Probably this happens to every generation: the moment when you can’t believe what’s going on; when events seem too preposterous to be true. I never thought I’d witness government and parliament in this country tearing themselves to tatters and becoming so irrelevant that Westminster might as well be located on the dark side of Jupiter.
Perhaps the most incendiary topic lumbering about in the disintegration of our governance is immigration. No other subject manages to beget such nonsense and fury. The claims of anti-migrant, anti-immigrant sentiment are rife, despite the fact that even on the far right it is almost impossible to find anyone who is completely against the notion of immigration; it’s all about how it should be conducted.
Suketu Mehta, an American of Gujarati origin, who wrote a highly acclaimed portrait of Bombay, Maximum City, has now come up with This Land is Our Land: An Immigrant’s Manifesto, a consideration of the state of play.
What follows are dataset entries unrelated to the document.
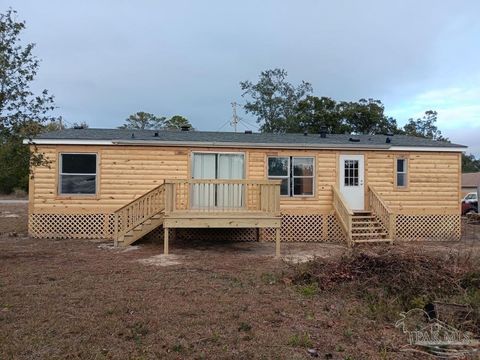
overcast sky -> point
(104, 60)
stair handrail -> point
(137, 211)
(382, 211)
(345, 214)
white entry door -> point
(351, 180)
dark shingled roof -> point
(265, 139)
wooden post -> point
(165, 241)
(115, 235)
(277, 243)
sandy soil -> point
(86, 300)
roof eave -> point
(243, 145)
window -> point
(279, 169)
(78, 174)
(296, 174)
(402, 173)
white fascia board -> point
(67, 142)
(244, 145)
(249, 145)
(428, 148)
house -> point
(121, 184)
(470, 183)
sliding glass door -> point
(222, 166)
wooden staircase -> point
(376, 225)
(139, 217)
(141, 230)
(366, 228)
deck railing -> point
(344, 212)
(136, 212)
(218, 195)
(381, 210)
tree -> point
(177, 122)
(425, 127)
(314, 112)
(22, 112)
(143, 120)
(367, 117)
(273, 100)
(470, 163)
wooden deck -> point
(201, 204)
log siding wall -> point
(126, 172)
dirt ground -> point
(79, 299)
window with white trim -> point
(296, 173)
(401, 172)
(78, 174)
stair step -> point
(372, 240)
(370, 234)
(372, 226)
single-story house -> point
(121, 184)
(470, 183)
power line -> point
(224, 124)
(235, 118)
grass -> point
(302, 340)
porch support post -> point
(165, 241)
(277, 243)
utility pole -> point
(235, 119)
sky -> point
(104, 60)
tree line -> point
(278, 106)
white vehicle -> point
(470, 197)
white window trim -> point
(291, 176)
(281, 177)
(216, 162)
(303, 177)
(60, 173)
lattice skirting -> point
(230, 234)
(68, 226)
(296, 227)
(428, 227)
(312, 227)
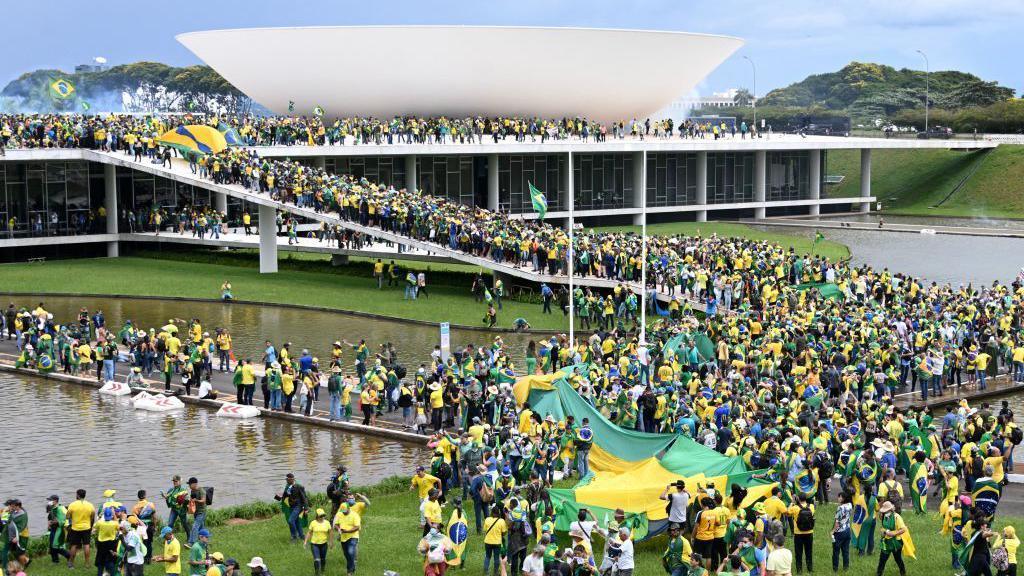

Mehta signals his position, in neon, straightaway. Resistance to immigration ‘is based on fear and prejudice’, and he ends his preface with ‘the heart should have no borders’. His investigations are principally concerned with the US, but he’s happy to lambast other ‘rich countries’ — such as Canada, Australia, New Zealand and Japan as well as many in Europe — or, as others might prefer to describe them, the democracies who, obviously, are the real villains on the global scene.
This line of thought doubtless goes down well in the bars of Brooklyn, but it’s annoying to encounter in this book a Twitter-level analysis of economic history and a student union sophistication in argument. The ‘rich countries’ stole their wealth from the poor, through colonisation or imperialism? I can’t remember where Canada, Switzerland, Finland, Ireland or Singapore had their colonies, or indeed how Germany’s postwar resurrection had anything to do with shafting farmers in paddy fields.